Hobson’s Pledge says that there is no longer any need for the Waitangi Tribunal. There are at least seven reasons why the Waitangi Tribunal should be abolished.

  1. A permanent, for-Maori-only complaint body creates a race fault line. This conflicts with an underlying simple principle that in a democracy like New Zealand all citizens must be treated the same under the law.
  2. The tribunal rewrites history. This re-written history that deplores wicked white colonisers for all manner of alleged crimes is posted on the Waitangi Tribunal website and is used as an indoctrination tool to convince us that “Maori” are owed an immense debt that can never be repaid.
  3. The tribunal is biased. By the early 1990s, the tribunal became advocates for claimants rather than independent assessors on the claims put before them. For instance, try to recall any instance in which the tribunal decided in favour of the Crown.
  4. Tribunal recommendations have undermined private property rights. The Treaty of Waitangi Act was amended in 1993. Amendment (4A) says “the tribunal shall not recommend … (a) the return to Maori ownership of any private land; or (b) the acquisition by the Crown of any private land.” Nevertheless, demands for the right to claim against private land persist.
  5. The tribunal was promoted as an avenue for Maori to air grievances rather than resorting to protest action. But protest has increased. Waitangi Day protests became an annual event. The size of protests have increased. The 1975 land march brought 5000 protestors to the steps of parliament, yet the 2004 foreshore and seabed hikoi brought 15,000 protestors.
  6. The tribunal has created a “gravy train”. The government employs more than 120 to operate the Waitangi Tribunal and Office of Treaty Settlements. Hearings are awash with lawyers, most on legal aid, which provided $79 million from 2006 to 2012. The 2008 “Treelords” settlement racked up $60 million in fees and expenses in the deal which transferred ownership of central North Island forests to eight tribes. The top-earning “treaty negotiator” pocketed $1.5 million for work on 20 settlements.
  7. The tribunal is used to extract benefits for tribal interests. Tribal opportunists will take a claim to the tribunal knowing they will get a favourable report. Next step is the High Court, the Appeal Court, and then the Supreme Court. Claimants will repeat their outrageous claim until it is seen as fact. The claim does not have to succeed. At any point the government could grant a concession to make the claim go away.

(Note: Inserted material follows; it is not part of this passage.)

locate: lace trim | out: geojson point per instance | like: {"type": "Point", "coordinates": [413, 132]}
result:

Dr Michael Bassett, himself a member of the Fourth Labour Government, one of New Zealand’s foremost historians, and a former member of the Waitangi Tribunal, noted in 2004 that: “It is surely time to re-examine the tribunal’s usefulness. The captivity of crusading historians and those who have built careers out of sowing, then farming, grievances, the current body has passed its sell-by date. There is enough evidence to settle all outstanding historical grievances quickly. That process should be completed. What the future relevance of the treaty might then be requires further public debate. That issue involves all of us, not just the Waitangi industry’s vested interests.” (1)

A Consumerlink email survey in 2012 showed that of the 1031 people who responded, 68 percent favoured abolition of the Waitangi Tribunal.

The Waitangi Tribunal could be abolished by repealing Sections 4 – 8 of the Treaty of Waitangi Act 1975. Any final historic settlements that are still in the pipeline could be negotiated directly with the Crown, which is often what is happening anyway.

Sources

  1. Time to ditch the tribunal, Dominion, September 14, 2004.